At the complete opposite end of the progressive metal spectrum to bands like Cynic lies Canada’s Obliveon. Emerging from a thrash tradition that co-opted progressive tendencies along the way but remained very much true to the excitable, punky roots of extreme metal, their debut album fits well in a timeline that incorporates Voivod, DBC, and Coroner. Despite the undeniable musicianship of these bands, they retained a brashness and DIY aesthetic which tempered their more overt flirtations with prog. Obliveon’s ‘From this Day Forward’ (1990) should be considered a watermark of progressive metal articulated in the death/thrash vernacular.

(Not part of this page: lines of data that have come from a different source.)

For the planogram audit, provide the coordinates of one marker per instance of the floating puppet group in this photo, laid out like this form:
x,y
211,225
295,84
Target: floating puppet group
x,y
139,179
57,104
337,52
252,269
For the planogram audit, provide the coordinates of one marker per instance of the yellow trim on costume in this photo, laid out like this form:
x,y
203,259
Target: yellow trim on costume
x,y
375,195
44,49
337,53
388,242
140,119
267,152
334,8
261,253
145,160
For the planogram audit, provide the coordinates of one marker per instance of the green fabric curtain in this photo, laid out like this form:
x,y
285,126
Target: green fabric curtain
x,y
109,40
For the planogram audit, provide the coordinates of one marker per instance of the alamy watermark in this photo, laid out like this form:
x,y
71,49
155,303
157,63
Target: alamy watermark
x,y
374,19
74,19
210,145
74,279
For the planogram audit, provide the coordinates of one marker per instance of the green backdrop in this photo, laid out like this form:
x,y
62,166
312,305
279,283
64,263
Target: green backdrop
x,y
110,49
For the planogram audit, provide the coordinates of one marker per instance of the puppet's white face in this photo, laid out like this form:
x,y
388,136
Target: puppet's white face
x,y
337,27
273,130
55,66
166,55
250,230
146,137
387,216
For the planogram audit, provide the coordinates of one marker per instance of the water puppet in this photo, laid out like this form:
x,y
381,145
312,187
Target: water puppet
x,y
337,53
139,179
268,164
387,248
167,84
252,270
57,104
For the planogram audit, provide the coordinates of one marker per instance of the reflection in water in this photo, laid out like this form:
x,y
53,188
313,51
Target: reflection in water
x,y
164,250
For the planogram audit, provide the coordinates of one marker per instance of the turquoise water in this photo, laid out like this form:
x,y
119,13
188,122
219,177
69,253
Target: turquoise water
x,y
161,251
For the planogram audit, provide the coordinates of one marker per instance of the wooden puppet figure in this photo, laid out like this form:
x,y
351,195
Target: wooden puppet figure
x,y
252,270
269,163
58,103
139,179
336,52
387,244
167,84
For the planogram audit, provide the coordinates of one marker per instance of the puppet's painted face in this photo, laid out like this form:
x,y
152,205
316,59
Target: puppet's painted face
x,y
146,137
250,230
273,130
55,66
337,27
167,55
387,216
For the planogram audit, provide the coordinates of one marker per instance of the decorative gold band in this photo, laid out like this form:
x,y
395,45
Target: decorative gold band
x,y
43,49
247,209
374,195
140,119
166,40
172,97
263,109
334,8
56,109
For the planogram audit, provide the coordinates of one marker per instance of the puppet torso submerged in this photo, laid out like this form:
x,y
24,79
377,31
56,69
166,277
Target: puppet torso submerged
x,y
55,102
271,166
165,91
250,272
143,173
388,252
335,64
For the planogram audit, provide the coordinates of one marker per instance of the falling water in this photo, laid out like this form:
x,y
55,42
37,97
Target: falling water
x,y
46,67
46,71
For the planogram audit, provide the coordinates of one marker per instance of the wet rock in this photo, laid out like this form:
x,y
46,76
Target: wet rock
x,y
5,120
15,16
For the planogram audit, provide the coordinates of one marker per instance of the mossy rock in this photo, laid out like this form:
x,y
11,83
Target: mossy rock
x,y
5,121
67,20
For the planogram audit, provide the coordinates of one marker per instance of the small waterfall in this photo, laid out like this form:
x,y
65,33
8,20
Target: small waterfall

But if mid 80s Voivod and Coroner were offering an audial assault of dense, riff packed noise, Obliveon opted to slow the average tempo down a little, allowing the off kilter riffs some space to breathe, and creating an emptiness behind the music that imbued it with a spacey atmosphere, one that all the strained virtuosity of a Vektor have been unable to replicate. There are faster passages of blunt thrash riffing scattered throughout this album, but they serve as transition riffs between unpredictable development sections and disorientating high end guitar leads that jump out of the music to redefine our place within the narrative. This conflict between understated progressive thrash set to mid-paced, swaggering rhythms and the urgency of traditional atonal thrash serves to pinpoint ‘From this Day Forward’ as a transitional album within metal in every sense of the word.
We see the old servicing the new, just as we see the new raising the aspirations of the old. This delicate balance is perfectly poised throughout this album. Everything is rendered with a faint touch of reverb that gives the music a subtly chasmic atmosphere without the need for any keyboards or excessive guitar effects. Drums are heavy but not too dominant. The powerful snare and thundering double-bass are restrained enough to give clarity to the tight and creative performance. Stéphane Picard’s snarled vocals have just a touch of echo to them, offering the album narration as if from a vast hanger. So creative and numerous are the riffs and solos that the guitars need little to enhance their tone.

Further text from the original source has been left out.